In Fergus Rattigan’s piece, Henri’s life is explored in a linear fashion, from his early days as the child of an aristocratic family whose inbreeding may well have contributed to his ill health and disability, to his success as one of the great Parisian impressionists.
Rattigan plays the titular painter with a knowing mixture of humour, gravity and impending tragedy. There is sometimes a sense of boxes being ticked off: his parents’ separation; the father who is unsupportive of his son’s artistic endeavours; in contrast, an encouraging mother; informal tutelage under the deaf-mute painter René Princeteau; moving to Paris and becoming entranced by the actresses and prostitutes he encountered while living as a Bohemian in Montmartre.
Throughout, Rattigan plays against Marie Drisch, in a variety of roles, few of which ever get the chance to be more than a passing cipher. Her strongest is as Lautrec’s friend Yvette Guilbert, who allows the painter into her boudoir because she sees him as non-threatening. Lautrec’s frustration at never being regarded as a sexual being due to his disability is the strongest, most affectingly written and performed thematic element of the whole piece.
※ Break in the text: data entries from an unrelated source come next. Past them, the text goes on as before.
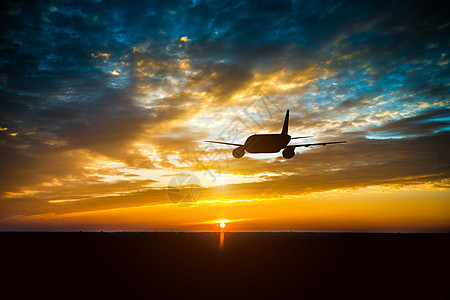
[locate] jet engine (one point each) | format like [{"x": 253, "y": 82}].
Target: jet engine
[
  {"x": 289, "y": 152},
  {"x": 238, "y": 152}
]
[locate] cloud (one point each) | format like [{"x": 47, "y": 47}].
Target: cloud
[{"x": 140, "y": 86}]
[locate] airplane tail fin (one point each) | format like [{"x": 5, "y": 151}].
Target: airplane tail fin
[{"x": 286, "y": 123}]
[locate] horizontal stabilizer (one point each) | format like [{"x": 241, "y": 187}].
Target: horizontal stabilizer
[
  {"x": 315, "y": 144},
  {"x": 301, "y": 137},
  {"x": 223, "y": 143}
]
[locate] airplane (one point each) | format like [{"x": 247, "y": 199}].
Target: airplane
[{"x": 271, "y": 143}]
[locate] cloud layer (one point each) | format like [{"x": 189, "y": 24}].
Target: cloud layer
[{"x": 100, "y": 103}]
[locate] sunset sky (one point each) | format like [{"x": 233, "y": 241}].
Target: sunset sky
[{"x": 102, "y": 103}]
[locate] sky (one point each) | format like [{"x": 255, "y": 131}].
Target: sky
[{"x": 105, "y": 107}]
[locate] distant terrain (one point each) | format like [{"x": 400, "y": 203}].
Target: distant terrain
[{"x": 250, "y": 265}]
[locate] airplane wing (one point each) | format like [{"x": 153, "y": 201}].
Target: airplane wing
[
  {"x": 315, "y": 144},
  {"x": 231, "y": 144}
]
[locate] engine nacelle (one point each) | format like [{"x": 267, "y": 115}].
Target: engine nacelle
[
  {"x": 238, "y": 152},
  {"x": 288, "y": 153}
]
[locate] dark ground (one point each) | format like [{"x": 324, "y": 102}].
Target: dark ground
[{"x": 251, "y": 265}]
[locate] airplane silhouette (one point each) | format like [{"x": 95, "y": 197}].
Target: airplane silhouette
[{"x": 271, "y": 143}]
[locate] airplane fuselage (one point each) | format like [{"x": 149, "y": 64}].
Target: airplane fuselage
[{"x": 266, "y": 143}]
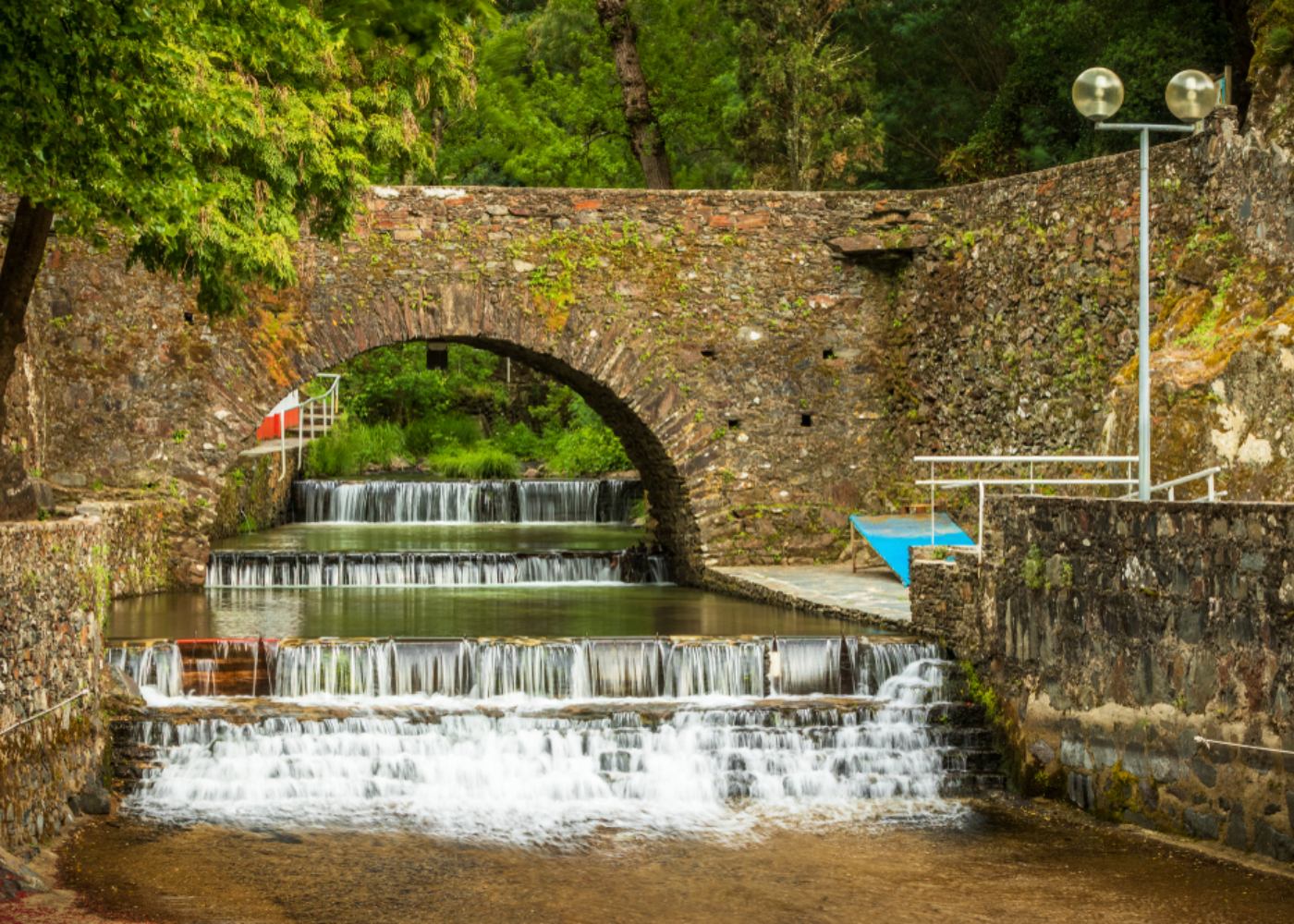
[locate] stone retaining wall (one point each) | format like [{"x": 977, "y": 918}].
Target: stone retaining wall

Elsewhere, though, the sense of a need to touch on all elements of Lautrec’s life detracts from such emotions. Some of the painter’s key artworks – especially the posters for bourgeois cabaret performer Aristide Bruant and, of course, for the Moulin Rouge – adorn the stage, facing the wall until they are turned over in time with their appearance in the artist’s biography. It’s a simple but effective device, hampered only slightly by the small size of each work.
As Lautrec’s life, and so the play, draws to a close, Rattigan focuses on the artist’s mental health decline due to a combination of alcoholism and syphilis, and his committal into a sanatorium. His confusion about who he is talking to – given that Drisch plays not only his teacher but his mother and all his friends – is not really exploited as well as the theatrical setting would allow.
And the same can be said for most of this piece. Given how much of a full life that Henri de Toulouse-Lautrec crammed into his 36 years, such a straightforward telling offers only a cursory view of an artist who deserves to be explored in much greater depth.